Roberts: ‘I didn’t think—I hadn’t time to think.’

Mrs. Roberts: ‘No matter. I’m glad you have all the glory of it. I don’t believe you half realise what you’ve been through now. And perhaps this was the robbers’ first attempt, and it will be a lesson to them. Oh yes! I’m glad you let them escape, Edward. They may have families. If every one behaved as you’ve done, there would soon be an end of garotting. But, oh! I can’t bear to think of the danger you’ve run. And I want you to promise me never, never to undertake such a thing again!’

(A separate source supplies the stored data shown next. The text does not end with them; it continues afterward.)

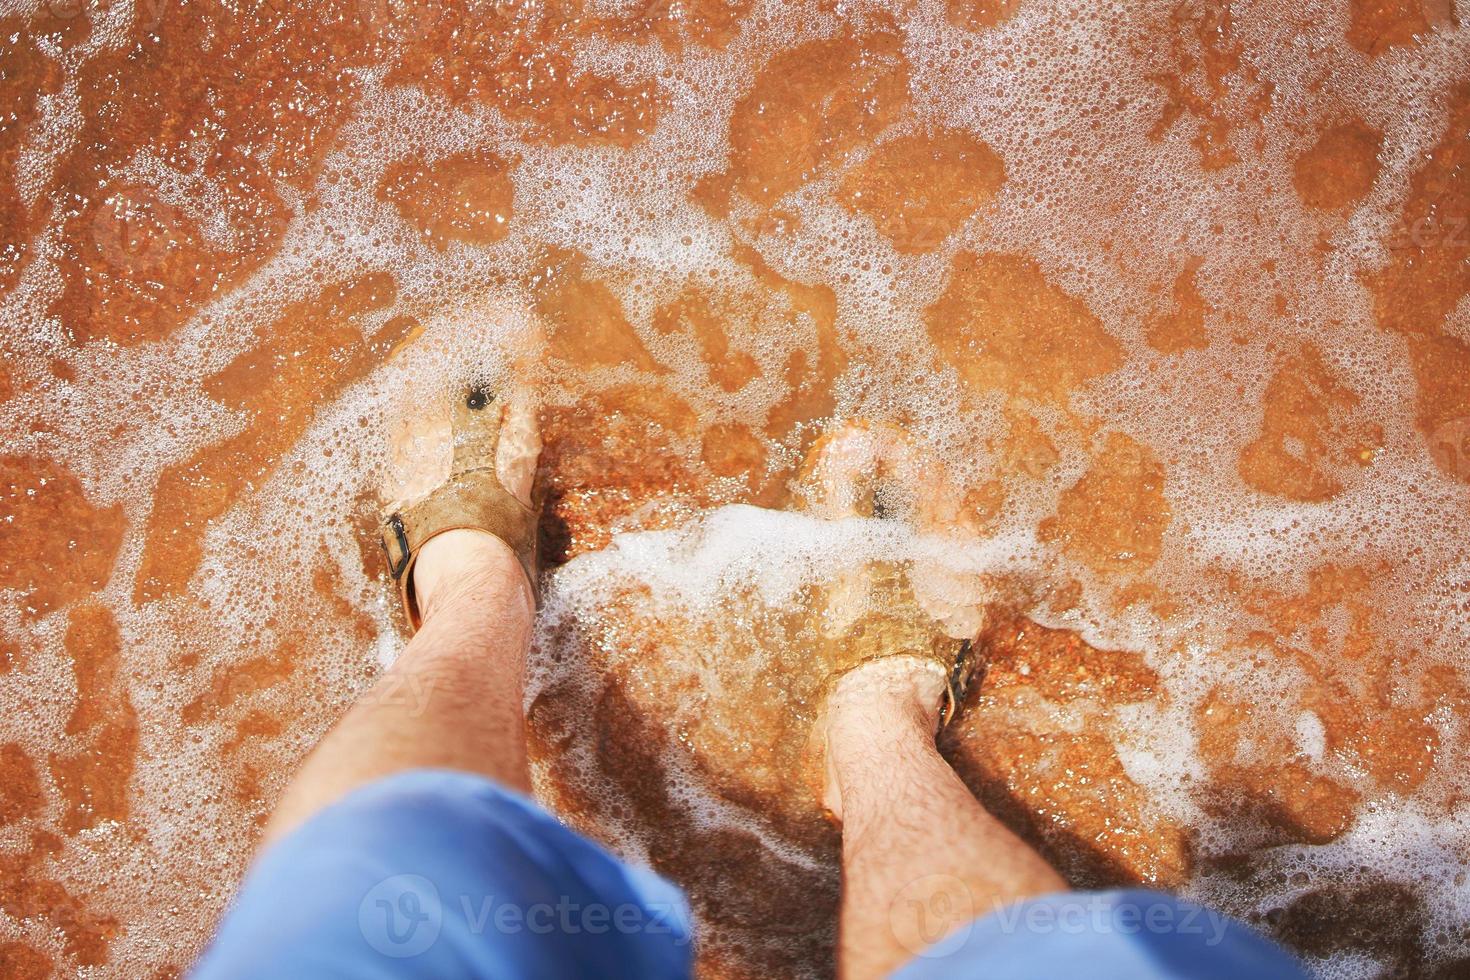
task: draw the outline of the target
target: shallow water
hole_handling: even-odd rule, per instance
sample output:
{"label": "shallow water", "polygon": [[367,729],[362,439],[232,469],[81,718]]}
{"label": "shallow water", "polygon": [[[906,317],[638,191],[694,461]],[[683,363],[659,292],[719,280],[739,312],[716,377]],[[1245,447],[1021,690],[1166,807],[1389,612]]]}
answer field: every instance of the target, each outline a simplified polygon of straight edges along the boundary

Roberts: ‘Well, I don’t know—’

Mrs. Roberts: ‘Yes, yes; you must! Suppose you had got killed in that awful struggle with those reckless wretches tugging to get away from you! Think of the children! Why, you might have burst a blood-vessel! Will you promise, Edward? Promise this instant, on your bended knees, just as if you were in a court of justice!’ Mrs. Roberts’s excitement mounts, and she flings herself at her husband’s feet, and pulls his face down to hers with the arm she has thrown about his neck. ‘Will you promise?’

II
MRS. CRASHAW; MR. AND MRS. ROBERTS

Mrs. Crashaw, entering unobserved: ‘Promise you what, Agnes? The man doesn’t smoke now. What more can you ask?’ She starts back from the spectacle of Roberts’s disordered dress. ‘Why, what’s happened to you, Edward?’

Mrs. Roberts, springing to her feet: ‘Oh, you may well ask that, Aunt Mary! Happened? You ought to fall down and worship him! And you will when you know what he’s been through. He’s been robbed!’

Mrs. Crashaw: ‘Robbed? What nonsense! Who robbed him? Where was he robbed?’